Is there a direct impact from social to search?
If people don’t click your listing or click it and immediately click the back button because you didn’t provide what they want, it’s likely you’ll fall in the rankings pretty fast.
Social signals, we think, don’t figure into this much, though. Google has their partnership with Twitter, which enables tweets and a lot of Twitter accounts to show in Google’s results, but we don’t think beyond that there’s much direct impact from social to search. There is, however, a lot of indirect impact as what gets shared and linked to on social often earns other signals that Google uses (like links).

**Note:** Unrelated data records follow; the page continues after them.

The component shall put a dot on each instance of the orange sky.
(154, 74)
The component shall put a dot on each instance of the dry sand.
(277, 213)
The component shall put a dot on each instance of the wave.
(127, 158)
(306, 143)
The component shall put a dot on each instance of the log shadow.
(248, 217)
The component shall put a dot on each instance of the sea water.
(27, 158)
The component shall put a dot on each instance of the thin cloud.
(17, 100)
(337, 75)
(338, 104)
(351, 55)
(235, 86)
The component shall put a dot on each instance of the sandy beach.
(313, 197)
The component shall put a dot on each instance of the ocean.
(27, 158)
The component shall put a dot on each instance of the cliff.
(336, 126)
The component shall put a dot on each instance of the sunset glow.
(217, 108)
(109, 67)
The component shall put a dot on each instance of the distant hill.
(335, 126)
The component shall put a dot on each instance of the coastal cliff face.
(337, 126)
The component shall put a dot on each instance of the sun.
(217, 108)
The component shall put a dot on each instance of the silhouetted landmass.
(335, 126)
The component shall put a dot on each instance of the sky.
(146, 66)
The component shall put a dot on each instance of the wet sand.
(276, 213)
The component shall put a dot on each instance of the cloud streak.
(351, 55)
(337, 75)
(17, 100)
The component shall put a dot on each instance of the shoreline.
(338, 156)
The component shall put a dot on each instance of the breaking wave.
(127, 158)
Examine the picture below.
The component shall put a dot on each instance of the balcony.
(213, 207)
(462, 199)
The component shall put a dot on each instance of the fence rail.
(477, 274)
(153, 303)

There are definitely methods that are outdated. Keyword once per 100 words no longer works. If you’re applying rules like that, you’ll definitely want to go back to 1997. Similarly, LSI keyword methodology was probably out the window 10 years ago or more.

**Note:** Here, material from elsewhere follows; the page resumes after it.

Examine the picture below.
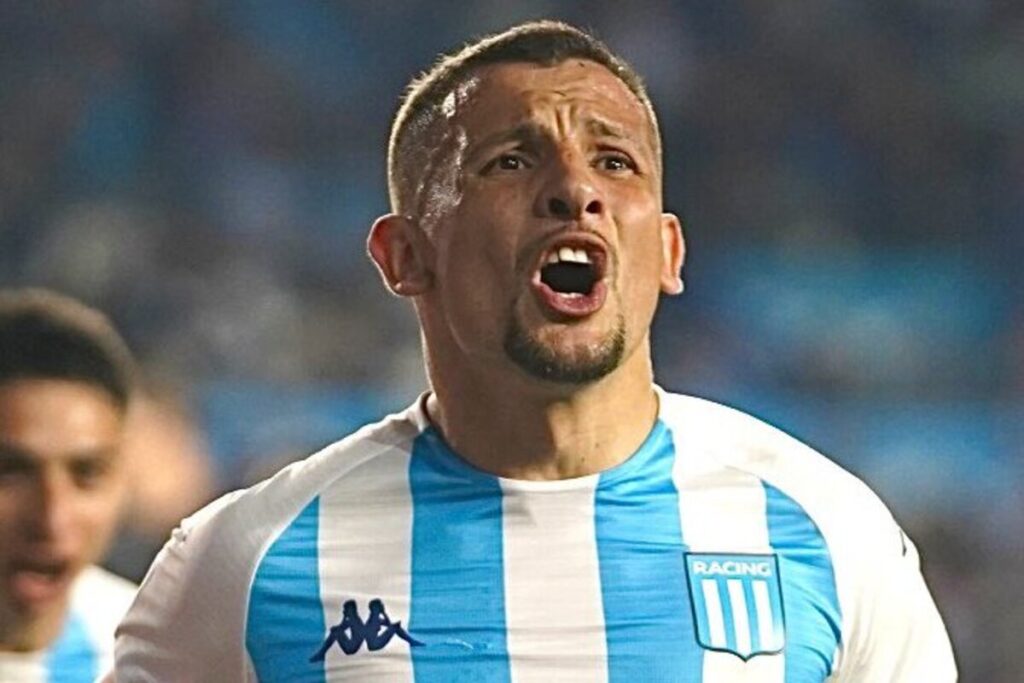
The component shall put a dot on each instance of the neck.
(522, 428)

But, using keywords that search engines perceive as relevant to the content can boost your rankings. We’ve had a few experiments proving that. My favorite methodology here is to use Google’s own intelligence to identify them.
For example, you can crawl the top 10 results from Google for any given query, identify terms and phrases on those pages that are uncommon in other types of web content, and then use that on your own page to get better results.

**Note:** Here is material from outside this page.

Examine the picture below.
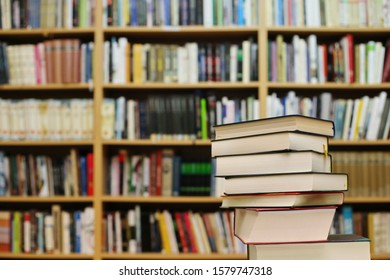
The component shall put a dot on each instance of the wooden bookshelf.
(166, 256)
(99, 89)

What are your thoughts on PBN’s?
A good handful of SEOs still use them, but they can get sites burnt and efforts wasted in a hurry, I know SEO practitioners who still swear by them, but the opportunity is ever-retreating as Google gets better and better and finding and devaluing or penalizing spam.
What do you recommend online marketers steer clear of?
Spamming open comment fields isn’t SEO, it’s just lazy and hurts everyone – the reputation of SEOs, the web’s ethos, and Google’s results. If you want to rank, earn it.
Ten years ago I used XRumer – a search engine optimization program created by BotmasterLabs that is able to register and post (or spam) to forums with the aim of boosting search engine rankings – but I couldn’t live with the damage it did to other sites. I felt too guilty and just deleted it.
What does Google not want its marketing customers to know?
They seem pretty dead set on refusing to admit that engagement, queries, and clicks are used in any way in their ranking systems. I can understand why, but I think the cat’s out of the bag at this point. I expect they’ll eventually make some admissions around this.
Who are the rising stars in the SEO world?
There’s a list of SEO experts to watch this year. I’m going to name exclusively women SEOs, since I think there are far too many amazing women in our field who don’t get nearly the amplification and attention they deserve.
These include Britney Muller, Dana DiTomaso, Elizabeth Marsten, Laura Lippay, Emily Grossman, Lexi Mills, Marie Haynes, Cindy Krum, Lisa Myers, Barbara Starr, Christy Correll and Jenny Halasz. There are thousands more, but hopefully that’s a good start.